Ah, before there were “job creators,” there were the “successful” being “punished.” And my, how this punishment seems to have taken its toll on the poor dears. Ensconced in one or the other of their several gated compounds, these shrinking violets feel “besieged,” as Samuelson so sympathetically puts it, and worse, they’re threatening, for the umpteenth time, to go Galt on us if we don’t leave them alone.  These are the things that keep Samuelson awake at night. They should.

8 Comments

  1. mikeinportc says:

    :) ))))))) They’re sooooooo besieged that they’re sitting on record cash, and spending on luxury goods as if were penny-candy.I also wouldn’t lump sports, & other entertainment stars in with the the likes of the Koch Brothers, for another reason besides actually earning it. Many ( Eldrick W., excepted) are known for being generous, to a foolish degree, with their less-fortunate friends/famiy/aquaintences.

    OT( or maybe not), I wonder if the timing of the Iranian terra-ist plot-”foiling” is part of the answer to being “besieged” ? Remember about a year ago? As the protets in Europe were picking up steam, our spooks warned everybody to beware of public places, lest eight malcontents in Pakistan, under constant surveillance, do something untoward.

    Btw, how is it “terrorism”? A secret asassination , of one individual ( a furriner ! & an A-Rab!), that most ‘Murricans have never heard of, and whose death, a sizeable continent (9/11!9/11!9/11!) might enjoy. I thought terror was suposed to, well, …terrorize. An Iranian-American, hires a Mexican drug cartel, to whack a Saudi ambassador?

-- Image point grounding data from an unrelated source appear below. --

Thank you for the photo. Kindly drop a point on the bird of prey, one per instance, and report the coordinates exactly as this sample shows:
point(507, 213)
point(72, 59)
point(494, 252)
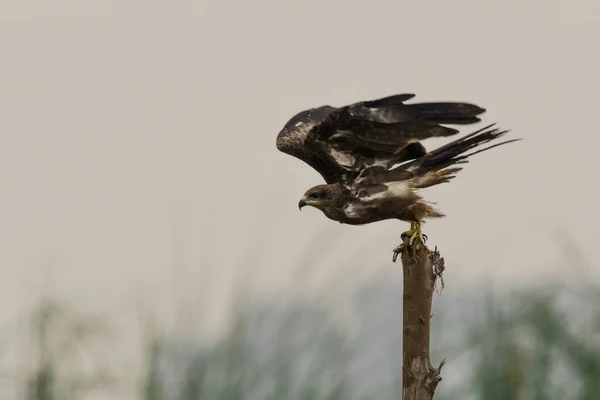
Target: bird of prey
point(371, 157)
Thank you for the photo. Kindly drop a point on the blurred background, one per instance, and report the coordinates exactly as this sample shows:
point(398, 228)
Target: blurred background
point(151, 245)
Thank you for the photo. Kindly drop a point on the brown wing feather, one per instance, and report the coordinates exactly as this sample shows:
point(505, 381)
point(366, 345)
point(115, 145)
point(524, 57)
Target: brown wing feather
point(341, 142)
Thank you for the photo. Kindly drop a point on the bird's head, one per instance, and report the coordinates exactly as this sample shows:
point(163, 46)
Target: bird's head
point(321, 196)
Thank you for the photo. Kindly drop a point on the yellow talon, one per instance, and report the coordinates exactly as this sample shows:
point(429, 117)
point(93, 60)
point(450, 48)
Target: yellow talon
point(413, 233)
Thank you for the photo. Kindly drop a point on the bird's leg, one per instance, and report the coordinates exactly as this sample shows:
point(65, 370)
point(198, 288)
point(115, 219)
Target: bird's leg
point(413, 233)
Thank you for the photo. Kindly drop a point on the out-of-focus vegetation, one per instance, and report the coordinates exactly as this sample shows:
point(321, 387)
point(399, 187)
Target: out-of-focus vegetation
point(538, 344)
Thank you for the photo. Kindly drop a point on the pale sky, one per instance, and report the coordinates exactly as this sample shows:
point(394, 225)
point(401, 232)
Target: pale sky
point(137, 140)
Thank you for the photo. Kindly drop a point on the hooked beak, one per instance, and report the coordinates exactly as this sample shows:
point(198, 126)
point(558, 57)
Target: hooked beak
point(301, 204)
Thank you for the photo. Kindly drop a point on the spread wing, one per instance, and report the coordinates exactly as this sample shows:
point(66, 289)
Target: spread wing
point(341, 142)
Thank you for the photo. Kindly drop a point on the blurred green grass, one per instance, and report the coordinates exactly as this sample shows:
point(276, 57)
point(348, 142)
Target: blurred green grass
point(535, 343)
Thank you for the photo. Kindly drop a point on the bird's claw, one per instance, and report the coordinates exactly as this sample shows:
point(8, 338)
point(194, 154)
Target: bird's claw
point(412, 235)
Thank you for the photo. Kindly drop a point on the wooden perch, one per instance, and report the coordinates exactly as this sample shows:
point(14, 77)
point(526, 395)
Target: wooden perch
point(421, 270)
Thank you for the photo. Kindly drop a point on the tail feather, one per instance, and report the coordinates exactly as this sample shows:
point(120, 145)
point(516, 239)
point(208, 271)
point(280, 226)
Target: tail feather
point(446, 113)
point(455, 152)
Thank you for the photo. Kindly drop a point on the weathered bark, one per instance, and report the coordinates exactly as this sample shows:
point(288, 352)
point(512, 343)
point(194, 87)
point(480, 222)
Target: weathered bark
point(421, 268)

Of course the alleged motive is obvious, but even so , it sounds almost as crazy as….I don’t know….. six amateur nobodies attacking Fort Dix . ( Did the FBI hire a bunch of has-been screenwriters a few yers ago?) I know I’m under the bed, with my knickers in a twist.

  2. mikeinportc says:

    Meant *contingent* , although, many that I know, espousing such attitudes are continent-sized. ;)

    ( The cursor misbehaves terribly on this site ???)

    • cocktailhag says:

      I thought it was because my computer is a bit late for the big sleep… When I heard about the “Iranian” plot today, I didn’t even think to write about it because I thought it was so bogus. I don’t expect to be proven wrong. Do they really think his horse shit sill works?

  3. daphne says:

    Yuck. Does Samuelson really write so crappily? No wonder I never read his columns.

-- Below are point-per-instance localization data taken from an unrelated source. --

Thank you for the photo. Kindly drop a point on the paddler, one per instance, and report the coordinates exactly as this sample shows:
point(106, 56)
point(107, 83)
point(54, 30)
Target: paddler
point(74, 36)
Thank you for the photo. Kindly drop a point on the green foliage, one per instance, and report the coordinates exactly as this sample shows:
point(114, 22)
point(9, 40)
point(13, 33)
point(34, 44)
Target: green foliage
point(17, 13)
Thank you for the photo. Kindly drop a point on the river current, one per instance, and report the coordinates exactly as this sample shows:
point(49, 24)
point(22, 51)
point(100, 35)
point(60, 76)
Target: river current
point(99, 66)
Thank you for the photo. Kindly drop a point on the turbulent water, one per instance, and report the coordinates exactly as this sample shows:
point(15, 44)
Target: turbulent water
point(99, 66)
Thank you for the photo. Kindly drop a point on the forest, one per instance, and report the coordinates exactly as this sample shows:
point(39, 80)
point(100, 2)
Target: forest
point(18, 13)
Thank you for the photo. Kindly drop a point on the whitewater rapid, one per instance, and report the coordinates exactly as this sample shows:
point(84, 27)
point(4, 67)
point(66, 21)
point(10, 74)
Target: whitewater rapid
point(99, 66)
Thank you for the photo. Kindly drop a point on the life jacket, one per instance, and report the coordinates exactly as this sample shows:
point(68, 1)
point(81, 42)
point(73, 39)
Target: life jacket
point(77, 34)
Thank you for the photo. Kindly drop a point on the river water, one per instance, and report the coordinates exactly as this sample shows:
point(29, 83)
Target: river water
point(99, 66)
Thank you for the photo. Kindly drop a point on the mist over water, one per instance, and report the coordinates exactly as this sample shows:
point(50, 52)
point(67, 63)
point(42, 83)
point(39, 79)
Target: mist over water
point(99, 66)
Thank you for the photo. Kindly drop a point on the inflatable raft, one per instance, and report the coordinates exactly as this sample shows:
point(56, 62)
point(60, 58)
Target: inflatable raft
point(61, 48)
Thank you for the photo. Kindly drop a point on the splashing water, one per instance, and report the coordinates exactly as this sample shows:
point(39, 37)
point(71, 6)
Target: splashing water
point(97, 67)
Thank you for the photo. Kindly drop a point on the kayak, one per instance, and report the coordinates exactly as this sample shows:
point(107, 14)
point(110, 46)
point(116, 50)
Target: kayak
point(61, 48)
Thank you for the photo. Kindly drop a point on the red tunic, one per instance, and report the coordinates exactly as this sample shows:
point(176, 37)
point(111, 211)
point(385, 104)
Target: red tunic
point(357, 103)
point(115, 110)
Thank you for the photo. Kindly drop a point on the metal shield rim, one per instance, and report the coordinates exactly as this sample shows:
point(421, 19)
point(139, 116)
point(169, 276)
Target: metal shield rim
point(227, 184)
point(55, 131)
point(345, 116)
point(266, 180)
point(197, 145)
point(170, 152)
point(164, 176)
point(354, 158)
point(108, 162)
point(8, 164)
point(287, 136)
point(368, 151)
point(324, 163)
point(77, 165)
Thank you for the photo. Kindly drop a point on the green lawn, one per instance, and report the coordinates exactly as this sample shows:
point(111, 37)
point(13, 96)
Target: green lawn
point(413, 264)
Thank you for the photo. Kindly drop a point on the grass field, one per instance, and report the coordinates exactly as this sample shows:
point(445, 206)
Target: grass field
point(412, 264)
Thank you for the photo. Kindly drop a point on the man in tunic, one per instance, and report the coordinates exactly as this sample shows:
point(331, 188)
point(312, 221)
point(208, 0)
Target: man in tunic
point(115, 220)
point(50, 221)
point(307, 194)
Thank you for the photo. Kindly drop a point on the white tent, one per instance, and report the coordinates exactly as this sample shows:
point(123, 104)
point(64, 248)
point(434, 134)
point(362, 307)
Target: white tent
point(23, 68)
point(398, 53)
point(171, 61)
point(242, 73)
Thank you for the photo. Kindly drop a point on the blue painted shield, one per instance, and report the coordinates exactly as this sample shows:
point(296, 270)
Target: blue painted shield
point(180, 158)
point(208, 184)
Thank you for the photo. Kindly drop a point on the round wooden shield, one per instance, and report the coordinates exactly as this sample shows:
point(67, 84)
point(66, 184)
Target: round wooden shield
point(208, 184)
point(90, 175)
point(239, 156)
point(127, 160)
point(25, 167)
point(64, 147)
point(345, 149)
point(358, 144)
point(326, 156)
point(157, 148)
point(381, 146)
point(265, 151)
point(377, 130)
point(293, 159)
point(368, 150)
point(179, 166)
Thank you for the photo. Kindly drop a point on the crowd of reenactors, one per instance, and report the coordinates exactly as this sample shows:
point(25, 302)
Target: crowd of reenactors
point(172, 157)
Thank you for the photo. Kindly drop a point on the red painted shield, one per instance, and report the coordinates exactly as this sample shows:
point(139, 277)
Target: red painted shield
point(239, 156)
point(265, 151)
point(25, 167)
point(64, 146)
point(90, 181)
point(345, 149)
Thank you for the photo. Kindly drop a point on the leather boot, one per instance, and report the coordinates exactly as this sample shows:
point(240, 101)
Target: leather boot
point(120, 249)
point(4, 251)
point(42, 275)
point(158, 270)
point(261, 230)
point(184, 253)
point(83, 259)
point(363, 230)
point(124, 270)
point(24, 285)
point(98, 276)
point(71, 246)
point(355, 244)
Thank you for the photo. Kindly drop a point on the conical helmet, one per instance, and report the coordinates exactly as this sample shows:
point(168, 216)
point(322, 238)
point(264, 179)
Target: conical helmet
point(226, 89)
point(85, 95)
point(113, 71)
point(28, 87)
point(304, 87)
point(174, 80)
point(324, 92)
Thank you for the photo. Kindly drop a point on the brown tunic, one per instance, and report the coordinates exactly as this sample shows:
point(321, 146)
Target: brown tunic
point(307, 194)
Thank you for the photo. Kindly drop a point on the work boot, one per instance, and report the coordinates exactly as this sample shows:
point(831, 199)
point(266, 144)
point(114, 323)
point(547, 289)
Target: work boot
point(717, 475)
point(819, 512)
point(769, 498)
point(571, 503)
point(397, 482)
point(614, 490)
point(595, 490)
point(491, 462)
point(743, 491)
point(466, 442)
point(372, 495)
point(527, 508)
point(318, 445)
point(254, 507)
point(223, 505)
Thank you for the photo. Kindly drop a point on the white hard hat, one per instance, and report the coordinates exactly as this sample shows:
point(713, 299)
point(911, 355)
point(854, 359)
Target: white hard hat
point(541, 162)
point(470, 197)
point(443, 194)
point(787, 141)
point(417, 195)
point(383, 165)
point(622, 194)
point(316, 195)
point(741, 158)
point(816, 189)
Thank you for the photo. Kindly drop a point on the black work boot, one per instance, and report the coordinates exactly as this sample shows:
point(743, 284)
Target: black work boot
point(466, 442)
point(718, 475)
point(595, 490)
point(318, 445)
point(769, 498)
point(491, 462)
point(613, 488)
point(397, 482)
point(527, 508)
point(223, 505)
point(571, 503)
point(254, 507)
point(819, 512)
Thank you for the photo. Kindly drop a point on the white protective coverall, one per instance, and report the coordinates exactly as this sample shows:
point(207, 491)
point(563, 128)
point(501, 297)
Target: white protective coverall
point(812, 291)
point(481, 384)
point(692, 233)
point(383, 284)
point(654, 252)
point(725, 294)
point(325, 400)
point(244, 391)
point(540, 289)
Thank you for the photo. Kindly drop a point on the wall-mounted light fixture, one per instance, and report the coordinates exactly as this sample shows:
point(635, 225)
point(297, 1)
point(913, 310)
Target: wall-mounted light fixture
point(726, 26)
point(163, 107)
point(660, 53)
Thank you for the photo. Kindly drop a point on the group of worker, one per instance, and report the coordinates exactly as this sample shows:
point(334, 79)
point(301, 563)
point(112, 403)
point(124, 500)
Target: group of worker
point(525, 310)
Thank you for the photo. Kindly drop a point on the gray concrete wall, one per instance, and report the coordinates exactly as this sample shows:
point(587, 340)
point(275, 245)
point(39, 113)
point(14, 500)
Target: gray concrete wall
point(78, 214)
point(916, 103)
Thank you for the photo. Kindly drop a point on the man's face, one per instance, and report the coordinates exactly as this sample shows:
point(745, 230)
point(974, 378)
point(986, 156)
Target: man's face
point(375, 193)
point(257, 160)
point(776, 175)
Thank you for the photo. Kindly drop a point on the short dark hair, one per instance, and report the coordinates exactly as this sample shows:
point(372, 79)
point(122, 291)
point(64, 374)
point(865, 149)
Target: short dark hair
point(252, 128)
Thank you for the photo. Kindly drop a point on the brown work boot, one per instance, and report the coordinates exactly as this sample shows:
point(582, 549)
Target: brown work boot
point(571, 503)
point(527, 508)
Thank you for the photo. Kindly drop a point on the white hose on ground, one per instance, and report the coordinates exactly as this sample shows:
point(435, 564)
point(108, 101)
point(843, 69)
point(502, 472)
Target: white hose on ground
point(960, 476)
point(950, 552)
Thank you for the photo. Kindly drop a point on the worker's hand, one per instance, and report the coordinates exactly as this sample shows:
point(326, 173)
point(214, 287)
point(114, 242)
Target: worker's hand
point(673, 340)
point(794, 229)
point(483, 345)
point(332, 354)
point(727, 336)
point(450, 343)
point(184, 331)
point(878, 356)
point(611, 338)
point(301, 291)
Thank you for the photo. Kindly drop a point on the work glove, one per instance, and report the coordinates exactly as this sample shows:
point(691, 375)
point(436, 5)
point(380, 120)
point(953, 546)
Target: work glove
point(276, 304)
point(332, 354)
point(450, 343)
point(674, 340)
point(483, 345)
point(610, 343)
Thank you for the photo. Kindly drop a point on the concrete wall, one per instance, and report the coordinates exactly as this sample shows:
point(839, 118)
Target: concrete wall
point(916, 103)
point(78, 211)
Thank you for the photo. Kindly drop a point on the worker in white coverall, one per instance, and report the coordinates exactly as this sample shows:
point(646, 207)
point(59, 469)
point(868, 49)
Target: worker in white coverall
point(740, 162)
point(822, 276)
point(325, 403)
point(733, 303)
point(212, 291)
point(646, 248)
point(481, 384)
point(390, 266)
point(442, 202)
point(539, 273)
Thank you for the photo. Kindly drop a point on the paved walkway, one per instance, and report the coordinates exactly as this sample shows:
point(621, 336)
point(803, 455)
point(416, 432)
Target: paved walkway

  4. Samuelson owes his reputation entirely to the fact that a guy with the same last name wrote the Econ 101 textbook terribly popular in the 1960s and 1970s and 1980s. Folks who don’t know better (Venn-diagram that overlap with WaPo readers, why don’t you?) think there’s a vague relationship, but there’s not.

    Also: “Boehner’s orange head” heh!

    • cocktailhag says:

      Did that textbook call for endless military spending, cutting social security, and austerity as the medicine for every hiccup? If so, maybe a family resemblance was involved. Otherwise, I figure he’s just another righty affirmative action hire, like the rest of the WaPoopers seem to be.

      • No, the real economist Samuelson is a Keynesian.

        I think Fred “Hire the Handicapped Wingnut” Hiatt interviewed this fraud in the afternoon, post-cocktails, with Peggy Noonan sitting in after an Acelea run from NYC.